Royal Society Fellow Derick Wilson of Ulster University and the Corrymeela Community in the United Kingdom nominated Gasaway Hill. In his recommendation, Wilson highlighted Gasaway Hill’s three books and noted that “over the past seven years, her undergraduate advisees had a graduation rate of 92%. The majority of these students are first-generation Hispanic college students whose national graduation rate is 54%. She has also supervised over 100 student researchers. … Her research, writing, teaching and civil society practices celebrate the language we use to tell the stories that animate us and the groups we belong to, and that contribute to peacebuilding and the common good.”
Wilson also stressed Gasaway Hill’s 10-year relationship with the Corrymeela peace and reconciliation centre in Northern Ireland, including her year-long residency as an international volunteer.

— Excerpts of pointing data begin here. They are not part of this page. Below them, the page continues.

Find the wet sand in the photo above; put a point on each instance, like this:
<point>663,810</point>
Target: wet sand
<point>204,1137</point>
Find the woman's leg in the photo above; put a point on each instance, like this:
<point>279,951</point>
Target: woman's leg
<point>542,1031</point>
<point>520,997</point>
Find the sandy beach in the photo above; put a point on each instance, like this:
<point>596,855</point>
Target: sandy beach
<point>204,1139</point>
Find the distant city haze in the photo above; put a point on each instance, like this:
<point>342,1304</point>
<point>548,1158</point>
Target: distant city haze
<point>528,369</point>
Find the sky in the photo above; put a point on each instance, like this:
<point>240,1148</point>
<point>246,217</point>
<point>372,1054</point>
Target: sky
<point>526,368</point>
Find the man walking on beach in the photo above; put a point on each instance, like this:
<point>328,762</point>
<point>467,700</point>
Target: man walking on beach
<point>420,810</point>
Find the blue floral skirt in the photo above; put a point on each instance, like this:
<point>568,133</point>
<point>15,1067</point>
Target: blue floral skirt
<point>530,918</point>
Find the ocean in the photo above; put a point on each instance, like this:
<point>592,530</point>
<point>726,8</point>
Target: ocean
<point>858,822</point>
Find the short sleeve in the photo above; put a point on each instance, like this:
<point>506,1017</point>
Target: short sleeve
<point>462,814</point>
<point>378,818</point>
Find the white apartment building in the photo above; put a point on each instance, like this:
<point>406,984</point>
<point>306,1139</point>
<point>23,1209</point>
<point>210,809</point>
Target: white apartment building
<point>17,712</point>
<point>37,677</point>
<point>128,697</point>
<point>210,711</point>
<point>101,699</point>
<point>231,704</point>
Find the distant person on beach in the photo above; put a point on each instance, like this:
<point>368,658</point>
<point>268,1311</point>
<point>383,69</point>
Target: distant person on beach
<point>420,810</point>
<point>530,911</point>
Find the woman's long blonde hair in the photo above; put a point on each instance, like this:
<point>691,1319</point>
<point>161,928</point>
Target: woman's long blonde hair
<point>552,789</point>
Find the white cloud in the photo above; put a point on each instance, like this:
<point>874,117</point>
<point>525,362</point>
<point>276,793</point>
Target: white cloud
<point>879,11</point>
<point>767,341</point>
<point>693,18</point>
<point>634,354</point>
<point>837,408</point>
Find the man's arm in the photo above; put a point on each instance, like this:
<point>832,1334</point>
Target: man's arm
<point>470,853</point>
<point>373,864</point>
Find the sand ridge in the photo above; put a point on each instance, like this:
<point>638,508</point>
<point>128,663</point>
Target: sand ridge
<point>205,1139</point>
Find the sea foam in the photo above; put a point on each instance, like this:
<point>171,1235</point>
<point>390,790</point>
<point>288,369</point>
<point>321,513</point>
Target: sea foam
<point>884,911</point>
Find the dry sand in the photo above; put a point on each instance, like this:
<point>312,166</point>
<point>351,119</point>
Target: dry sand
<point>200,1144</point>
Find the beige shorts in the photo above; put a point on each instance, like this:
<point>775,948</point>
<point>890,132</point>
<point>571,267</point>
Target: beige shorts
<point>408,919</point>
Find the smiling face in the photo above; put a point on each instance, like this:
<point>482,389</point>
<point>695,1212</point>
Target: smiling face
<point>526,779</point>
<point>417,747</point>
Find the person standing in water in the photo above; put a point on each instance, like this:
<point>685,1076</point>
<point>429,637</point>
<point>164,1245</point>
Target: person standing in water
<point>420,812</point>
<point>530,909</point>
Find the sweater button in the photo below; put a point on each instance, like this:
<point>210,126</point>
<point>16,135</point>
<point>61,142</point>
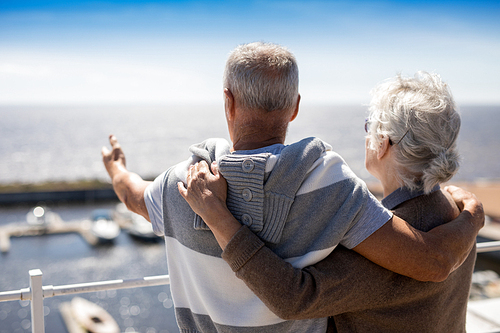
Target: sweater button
<point>247,165</point>
<point>246,219</point>
<point>247,194</point>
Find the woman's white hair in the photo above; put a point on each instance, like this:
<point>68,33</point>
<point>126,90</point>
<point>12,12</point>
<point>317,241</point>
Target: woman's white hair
<point>262,76</point>
<point>419,117</point>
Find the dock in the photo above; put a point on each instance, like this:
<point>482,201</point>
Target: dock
<point>53,225</point>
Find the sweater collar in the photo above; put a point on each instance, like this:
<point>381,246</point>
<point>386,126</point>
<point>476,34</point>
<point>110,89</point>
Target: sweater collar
<point>401,195</point>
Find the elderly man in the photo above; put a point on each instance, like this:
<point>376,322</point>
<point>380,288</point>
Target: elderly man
<point>301,199</point>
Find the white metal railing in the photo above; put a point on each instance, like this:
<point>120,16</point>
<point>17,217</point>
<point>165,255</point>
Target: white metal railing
<point>36,292</point>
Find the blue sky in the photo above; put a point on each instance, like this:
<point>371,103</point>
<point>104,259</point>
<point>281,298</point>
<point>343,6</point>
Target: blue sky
<point>118,52</point>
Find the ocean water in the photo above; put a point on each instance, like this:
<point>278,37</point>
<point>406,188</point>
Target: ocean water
<point>64,143</point>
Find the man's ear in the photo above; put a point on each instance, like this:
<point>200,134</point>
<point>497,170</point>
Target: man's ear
<point>229,103</point>
<point>383,148</point>
<point>296,111</point>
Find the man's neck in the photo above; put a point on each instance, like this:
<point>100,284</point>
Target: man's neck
<point>256,144</point>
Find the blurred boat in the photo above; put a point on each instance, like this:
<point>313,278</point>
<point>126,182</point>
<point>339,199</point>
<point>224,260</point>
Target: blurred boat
<point>104,228</point>
<point>81,316</point>
<point>142,229</point>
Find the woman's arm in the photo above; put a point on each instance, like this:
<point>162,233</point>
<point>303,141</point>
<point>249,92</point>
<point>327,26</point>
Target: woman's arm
<point>425,256</point>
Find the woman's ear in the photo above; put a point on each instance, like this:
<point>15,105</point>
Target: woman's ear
<point>383,148</point>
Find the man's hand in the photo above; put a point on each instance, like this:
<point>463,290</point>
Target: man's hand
<point>128,186</point>
<point>114,160</point>
<point>467,201</point>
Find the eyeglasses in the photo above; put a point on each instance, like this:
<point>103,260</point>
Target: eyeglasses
<point>367,127</point>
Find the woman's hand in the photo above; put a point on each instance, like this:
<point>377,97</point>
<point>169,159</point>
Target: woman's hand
<point>204,191</point>
<point>206,195</point>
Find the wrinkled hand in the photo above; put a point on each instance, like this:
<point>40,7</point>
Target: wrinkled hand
<point>467,201</point>
<point>114,160</point>
<point>205,192</point>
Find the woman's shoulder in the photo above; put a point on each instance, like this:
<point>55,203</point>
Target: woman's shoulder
<point>428,211</point>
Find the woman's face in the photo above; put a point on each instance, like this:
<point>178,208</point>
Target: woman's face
<point>371,161</point>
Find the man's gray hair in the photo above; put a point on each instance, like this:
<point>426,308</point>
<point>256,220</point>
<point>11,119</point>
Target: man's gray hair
<point>262,76</point>
<point>420,118</point>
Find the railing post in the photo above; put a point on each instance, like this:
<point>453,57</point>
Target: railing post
<point>37,320</point>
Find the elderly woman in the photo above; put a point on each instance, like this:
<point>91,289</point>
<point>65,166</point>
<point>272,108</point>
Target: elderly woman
<point>411,148</point>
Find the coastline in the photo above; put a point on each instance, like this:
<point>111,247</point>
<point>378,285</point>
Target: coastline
<point>88,191</point>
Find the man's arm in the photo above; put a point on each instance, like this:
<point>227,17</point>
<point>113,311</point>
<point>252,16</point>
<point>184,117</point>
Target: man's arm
<point>425,256</point>
<point>129,187</point>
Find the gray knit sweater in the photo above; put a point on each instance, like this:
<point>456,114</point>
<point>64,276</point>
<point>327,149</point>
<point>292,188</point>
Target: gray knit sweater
<point>303,201</point>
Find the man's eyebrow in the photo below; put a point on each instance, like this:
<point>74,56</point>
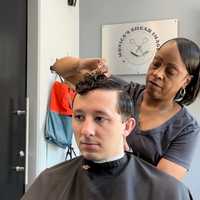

She has returned regularly to Corrymeela as part of study abroad programs for students, for her own research and writing, and as part of the faculty for Storywork, a summer school in narrative practice focused on understanding narrative dynamics and how story is a key factor in personal, group and organizational well-being.
“Anyone, faculty colleagues, students and friends, who has worked with Dr. Hill, knows of her deep abiding commitment to social justice and the well-being of all people,” Pallansch said. “She continues to inspire me personally and I have witnessed the profound impact she has had on her many, many students.”
Gasaway Hill is the recipient of the Edward and Linda Speed Peace and Justice Fellowship, Excellence in Teaching Award from the City Council of San Antonio’s District 7, and the St. Mary’s University Distinguished Faculty and the Marianist Heritage Awards.